Juan Sebastián Muñoz Sánchez
Los años noventa dejaron en simultáneo en todo el cine latinoamericano una serie de películas que trascendieron de formas diversas en el imaginario cultural. Algunas películas trascendieron en la taquilla, otras en la crítica, otras en taquilla y crítica y otras más se convirtieron en películas de culto que alimentaron lo que podría considerarse una cultura urbana extensa que al menos trazaba los rasgos de una humanidad de asfalto, en la dinámica de una supervivencia incluso violenta, de gente enviada a la deriva, que se aferra con todo lo que puede a lo que se encuentra.

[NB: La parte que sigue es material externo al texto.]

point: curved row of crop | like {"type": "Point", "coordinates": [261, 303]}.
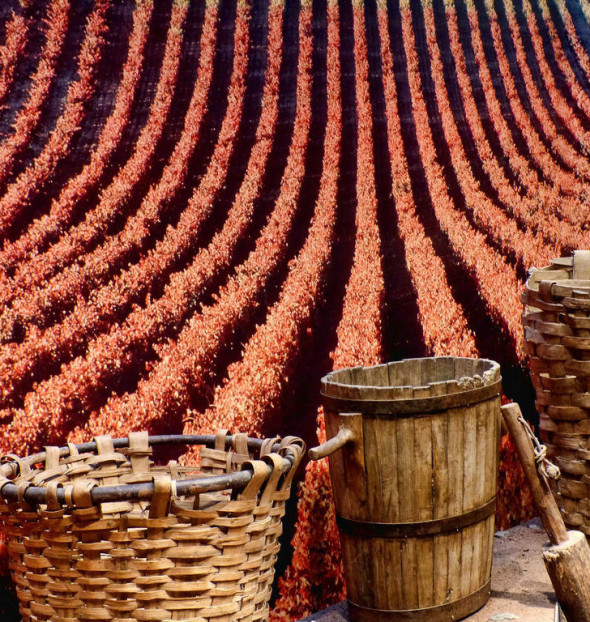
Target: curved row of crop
{"type": "Point", "coordinates": [21, 364]}
{"type": "Point", "coordinates": [566, 62]}
{"type": "Point", "coordinates": [559, 143]}
{"type": "Point", "coordinates": [314, 577]}
{"type": "Point", "coordinates": [42, 299]}
{"type": "Point", "coordinates": [15, 39]}
{"type": "Point", "coordinates": [28, 184]}
{"type": "Point", "coordinates": [470, 246]}
{"type": "Point", "coordinates": [581, 54]}
{"type": "Point", "coordinates": [562, 189]}
{"type": "Point", "coordinates": [56, 21]}
{"type": "Point", "coordinates": [487, 214]}
{"type": "Point", "coordinates": [61, 401]}
{"type": "Point", "coordinates": [186, 366]}
{"type": "Point", "coordinates": [50, 226]}
{"type": "Point", "coordinates": [535, 205]}
{"type": "Point", "coordinates": [557, 99]}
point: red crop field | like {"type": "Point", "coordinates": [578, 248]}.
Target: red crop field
{"type": "Point", "coordinates": [207, 205]}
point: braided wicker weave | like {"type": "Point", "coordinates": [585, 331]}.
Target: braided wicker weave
{"type": "Point", "coordinates": [98, 533]}
{"type": "Point", "coordinates": [556, 322]}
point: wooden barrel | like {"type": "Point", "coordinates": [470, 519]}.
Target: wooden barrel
{"type": "Point", "coordinates": [415, 490]}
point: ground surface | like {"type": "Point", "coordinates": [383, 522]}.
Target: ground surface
{"type": "Point", "coordinates": [520, 584]}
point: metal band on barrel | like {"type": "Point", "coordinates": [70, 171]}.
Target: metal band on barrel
{"type": "Point", "coordinates": [454, 610]}
{"type": "Point", "coordinates": [418, 529]}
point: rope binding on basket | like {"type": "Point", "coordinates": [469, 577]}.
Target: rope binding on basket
{"type": "Point", "coordinates": [545, 466]}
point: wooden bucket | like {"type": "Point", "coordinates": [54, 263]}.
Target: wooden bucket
{"type": "Point", "coordinates": [415, 484]}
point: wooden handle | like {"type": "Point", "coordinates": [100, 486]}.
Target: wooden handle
{"type": "Point", "coordinates": [542, 495]}
{"type": "Point", "coordinates": [334, 444]}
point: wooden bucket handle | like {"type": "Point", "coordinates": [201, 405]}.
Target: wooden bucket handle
{"type": "Point", "coordinates": [343, 437]}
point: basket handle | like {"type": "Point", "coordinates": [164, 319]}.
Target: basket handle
{"type": "Point", "coordinates": [343, 437]}
{"type": "Point", "coordinates": [581, 264]}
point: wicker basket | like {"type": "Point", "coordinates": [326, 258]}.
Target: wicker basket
{"type": "Point", "coordinates": [98, 533]}
{"type": "Point", "coordinates": [556, 321]}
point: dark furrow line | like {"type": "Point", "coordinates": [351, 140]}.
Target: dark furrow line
{"type": "Point", "coordinates": [65, 74]}
{"type": "Point", "coordinates": [489, 334]}
{"type": "Point", "coordinates": [234, 175]}
{"type": "Point", "coordinates": [186, 77]}
{"type": "Point", "coordinates": [557, 72]}
{"type": "Point", "coordinates": [119, 19]}
{"type": "Point", "coordinates": [580, 22]}
{"type": "Point", "coordinates": [458, 109]}
{"type": "Point", "coordinates": [25, 69]}
{"type": "Point", "coordinates": [533, 65]}
{"type": "Point", "coordinates": [566, 44]}
{"type": "Point", "coordinates": [144, 93]}
{"type": "Point", "coordinates": [304, 395]}
{"type": "Point", "coordinates": [402, 332]}
{"type": "Point", "coordinates": [510, 51]}
{"type": "Point", "coordinates": [308, 192]}
{"type": "Point", "coordinates": [183, 90]}
{"type": "Point", "coordinates": [245, 137]}
{"type": "Point", "coordinates": [212, 119]}
{"type": "Point", "coordinates": [441, 145]}
{"type": "Point", "coordinates": [480, 102]}
{"type": "Point", "coordinates": [465, 291]}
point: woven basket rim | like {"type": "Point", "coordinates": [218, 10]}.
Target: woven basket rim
{"type": "Point", "coordinates": [35, 495]}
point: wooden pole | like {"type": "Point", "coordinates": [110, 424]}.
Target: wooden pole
{"type": "Point", "coordinates": [542, 495]}
{"type": "Point", "coordinates": [568, 559]}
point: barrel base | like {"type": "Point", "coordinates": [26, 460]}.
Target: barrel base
{"type": "Point", "coordinates": [449, 612]}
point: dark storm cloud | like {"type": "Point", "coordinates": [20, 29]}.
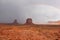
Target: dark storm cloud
{"type": "Point", "coordinates": [16, 9]}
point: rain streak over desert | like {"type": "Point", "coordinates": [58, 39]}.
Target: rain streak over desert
{"type": "Point", "coordinates": [29, 19]}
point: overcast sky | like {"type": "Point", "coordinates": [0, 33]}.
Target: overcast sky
{"type": "Point", "coordinates": [40, 11]}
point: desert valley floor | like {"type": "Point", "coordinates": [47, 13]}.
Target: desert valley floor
{"type": "Point", "coordinates": [29, 32]}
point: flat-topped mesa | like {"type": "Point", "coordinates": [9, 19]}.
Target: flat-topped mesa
{"type": "Point", "coordinates": [29, 21]}
{"type": "Point", "coordinates": [15, 22]}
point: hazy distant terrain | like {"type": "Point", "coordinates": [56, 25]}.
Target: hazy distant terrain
{"type": "Point", "coordinates": [29, 32]}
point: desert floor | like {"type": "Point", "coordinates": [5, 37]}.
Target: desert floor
{"type": "Point", "coordinates": [29, 32]}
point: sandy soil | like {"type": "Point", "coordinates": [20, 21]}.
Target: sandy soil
{"type": "Point", "coordinates": [29, 32]}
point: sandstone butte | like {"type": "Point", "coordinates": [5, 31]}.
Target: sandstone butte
{"type": "Point", "coordinates": [29, 32]}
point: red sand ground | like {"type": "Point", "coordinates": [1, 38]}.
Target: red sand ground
{"type": "Point", "coordinates": [29, 32]}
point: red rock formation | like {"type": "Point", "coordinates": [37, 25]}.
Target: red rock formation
{"type": "Point", "coordinates": [29, 21]}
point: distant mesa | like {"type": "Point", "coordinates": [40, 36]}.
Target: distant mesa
{"type": "Point", "coordinates": [29, 21]}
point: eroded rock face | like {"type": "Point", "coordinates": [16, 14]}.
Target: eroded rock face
{"type": "Point", "coordinates": [29, 33]}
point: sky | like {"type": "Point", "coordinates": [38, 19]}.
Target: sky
{"type": "Point", "coordinates": [41, 11]}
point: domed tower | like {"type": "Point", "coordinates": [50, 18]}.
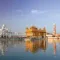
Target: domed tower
{"type": "Point", "coordinates": [54, 29]}
{"type": "Point", "coordinates": [3, 26]}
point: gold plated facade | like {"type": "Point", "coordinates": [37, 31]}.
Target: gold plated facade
{"type": "Point", "coordinates": [35, 32]}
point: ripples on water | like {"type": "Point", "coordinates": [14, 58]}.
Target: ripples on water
{"type": "Point", "coordinates": [19, 49]}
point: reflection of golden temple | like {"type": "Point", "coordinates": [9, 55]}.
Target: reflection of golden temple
{"type": "Point", "coordinates": [34, 32]}
{"type": "Point", "coordinates": [34, 46]}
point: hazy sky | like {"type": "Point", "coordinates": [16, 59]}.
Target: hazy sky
{"type": "Point", "coordinates": [19, 14]}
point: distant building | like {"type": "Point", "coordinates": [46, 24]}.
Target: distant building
{"type": "Point", "coordinates": [4, 32]}
{"type": "Point", "coordinates": [35, 32]}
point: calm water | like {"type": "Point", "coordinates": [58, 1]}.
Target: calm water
{"type": "Point", "coordinates": [29, 50]}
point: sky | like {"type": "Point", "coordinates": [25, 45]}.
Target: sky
{"type": "Point", "coordinates": [19, 14]}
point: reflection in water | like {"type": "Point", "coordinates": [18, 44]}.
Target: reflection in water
{"type": "Point", "coordinates": [54, 46]}
{"type": "Point", "coordinates": [53, 41]}
{"type": "Point", "coordinates": [30, 45]}
{"type": "Point", "coordinates": [34, 46]}
{"type": "Point", "coordinates": [5, 44]}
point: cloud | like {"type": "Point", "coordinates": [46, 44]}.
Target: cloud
{"type": "Point", "coordinates": [19, 10]}
{"type": "Point", "coordinates": [37, 11]}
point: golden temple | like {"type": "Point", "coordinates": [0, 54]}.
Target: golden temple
{"type": "Point", "coordinates": [35, 32]}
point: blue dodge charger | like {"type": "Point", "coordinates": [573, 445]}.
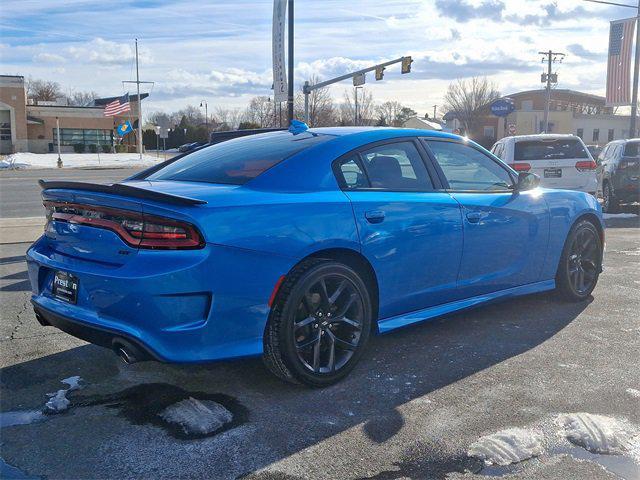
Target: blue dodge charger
{"type": "Point", "coordinates": [299, 245]}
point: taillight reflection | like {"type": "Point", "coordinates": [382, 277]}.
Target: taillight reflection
{"type": "Point", "coordinates": [135, 229]}
{"type": "Point", "coordinates": [585, 165]}
{"type": "Point", "coordinates": [521, 167]}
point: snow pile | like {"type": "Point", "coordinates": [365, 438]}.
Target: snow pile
{"type": "Point", "coordinates": [77, 160]}
{"type": "Point", "coordinates": [619, 215]}
{"type": "Point", "coordinates": [508, 446]}
{"type": "Point", "coordinates": [197, 417]}
{"type": "Point", "coordinates": [58, 402]}
{"type": "Point", "coordinates": [596, 433]}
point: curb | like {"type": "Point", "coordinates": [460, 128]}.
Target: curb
{"type": "Point", "coordinates": [20, 230]}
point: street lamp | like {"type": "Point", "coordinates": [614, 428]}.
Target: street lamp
{"type": "Point", "coordinates": [356, 104]}
{"type": "Point", "coordinates": [206, 112]}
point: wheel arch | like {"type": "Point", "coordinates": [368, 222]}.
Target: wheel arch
{"type": "Point", "coordinates": [360, 264]}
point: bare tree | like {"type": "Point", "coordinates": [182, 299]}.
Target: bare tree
{"type": "Point", "coordinates": [228, 118]}
{"type": "Point", "coordinates": [321, 108]}
{"type": "Point", "coordinates": [260, 112]}
{"type": "Point", "coordinates": [366, 108]}
{"type": "Point", "coordinates": [81, 98]}
{"type": "Point", "coordinates": [465, 99]}
{"type": "Point", "coordinates": [388, 113]}
{"type": "Point", "coordinates": [43, 90]}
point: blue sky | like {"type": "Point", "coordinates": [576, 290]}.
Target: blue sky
{"type": "Point", "coordinates": [221, 50]}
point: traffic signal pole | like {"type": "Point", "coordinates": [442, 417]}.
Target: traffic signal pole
{"type": "Point", "coordinates": [290, 59]}
{"type": "Point", "coordinates": [308, 88]}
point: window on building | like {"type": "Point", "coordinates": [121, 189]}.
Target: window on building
{"type": "Point", "coordinates": [5, 125]}
{"type": "Point", "coordinates": [72, 136]}
{"type": "Point", "coordinates": [489, 132]}
{"type": "Point", "coordinates": [527, 105]}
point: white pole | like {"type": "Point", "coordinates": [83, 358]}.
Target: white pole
{"type": "Point", "coordinates": [58, 138]}
{"type": "Point", "coordinates": [139, 104]}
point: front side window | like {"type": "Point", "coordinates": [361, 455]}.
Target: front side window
{"type": "Point", "coordinates": [466, 168]}
{"type": "Point", "coordinates": [549, 149]}
{"type": "Point", "coordinates": [237, 161]}
{"type": "Point", "coordinates": [396, 166]}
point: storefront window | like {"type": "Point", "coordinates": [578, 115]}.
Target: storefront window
{"type": "Point", "coordinates": [71, 136]}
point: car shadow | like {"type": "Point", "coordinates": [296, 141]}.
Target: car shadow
{"type": "Point", "coordinates": [397, 368]}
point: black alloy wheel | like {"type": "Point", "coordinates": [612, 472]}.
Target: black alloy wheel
{"type": "Point", "coordinates": [319, 325]}
{"type": "Point", "coordinates": [581, 261]}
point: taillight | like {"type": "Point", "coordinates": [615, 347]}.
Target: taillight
{"type": "Point", "coordinates": [135, 229]}
{"type": "Point", "coordinates": [585, 165]}
{"type": "Point", "coordinates": [521, 167]}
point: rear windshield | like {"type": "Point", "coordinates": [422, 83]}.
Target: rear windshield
{"type": "Point", "coordinates": [237, 161]}
{"type": "Point", "coordinates": [631, 149]}
{"type": "Point", "coordinates": [549, 149]}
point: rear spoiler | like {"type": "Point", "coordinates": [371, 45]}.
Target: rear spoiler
{"type": "Point", "coordinates": [122, 189]}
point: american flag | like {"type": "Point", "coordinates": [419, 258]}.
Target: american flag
{"type": "Point", "coordinates": [619, 65]}
{"type": "Point", "coordinates": [118, 106]}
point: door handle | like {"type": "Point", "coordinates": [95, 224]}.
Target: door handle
{"type": "Point", "coordinates": [374, 216]}
{"type": "Point", "coordinates": [474, 217]}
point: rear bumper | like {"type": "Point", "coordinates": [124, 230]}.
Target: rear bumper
{"type": "Point", "coordinates": [93, 334]}
{"type": "Point", "coordinates": [175, 306]}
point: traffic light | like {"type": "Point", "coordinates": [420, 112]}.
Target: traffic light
{"type": "Point", "coordinates": [406, 64]}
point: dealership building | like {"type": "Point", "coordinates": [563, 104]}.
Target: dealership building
{"type": "Point", "coordinates": [582, 114]}
{"type": "Point", "coordinates": [30, 126]}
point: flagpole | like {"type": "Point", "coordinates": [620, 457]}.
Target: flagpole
{"type": "Point", "coordinates": [636, 66]}
{"type": "Point", "coordinates": [139, 104]}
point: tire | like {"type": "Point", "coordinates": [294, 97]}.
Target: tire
{"type": "Point", "coordinates": [581, 259]}
{"type": "Point", "coordinates": [310, 339]}
{"type": "Point", "coordinates": [610, 204]}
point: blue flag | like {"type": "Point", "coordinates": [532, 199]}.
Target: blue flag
{"type": "Point", "coordinates": [125, 128]}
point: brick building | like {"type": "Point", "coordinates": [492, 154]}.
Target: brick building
{"type": "Point", "coordinates": [28, 126]}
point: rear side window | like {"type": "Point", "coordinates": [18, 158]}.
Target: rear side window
{"type": "Point", "coordinates": [396, 166]}
{"type": "Point", "coordinates": [631, 149]}
{"type": "Point", "coordinates": [532, 150]}
{"type": "Point", "coordinates": [468, 169]}
{"type": "Point", "coordinates": [237, 161]}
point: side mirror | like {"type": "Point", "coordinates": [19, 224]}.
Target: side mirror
{"type": "Point", "coordinates": [527, 181]}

Colombia fue uno de los países capitales en ese desarrollo temático, con películas que aportaron considerablemente a toda una época de clásicos generacionales, por la que pasaron películas tan importantes como Rodrigo D: No Futuro (1990), La estrategia del caracol (1993) y La vendedora de rosas (1998). Pero tal vez la película más representativa del entramado urbano de supervivencia en Colombia fue La gente de la Universal (1993), de Felipe Aljure, todo un tejido social entre la autoridad y el crimen que cruza pasiones enardecidas por la búsqueda inmediata del beneficio propio.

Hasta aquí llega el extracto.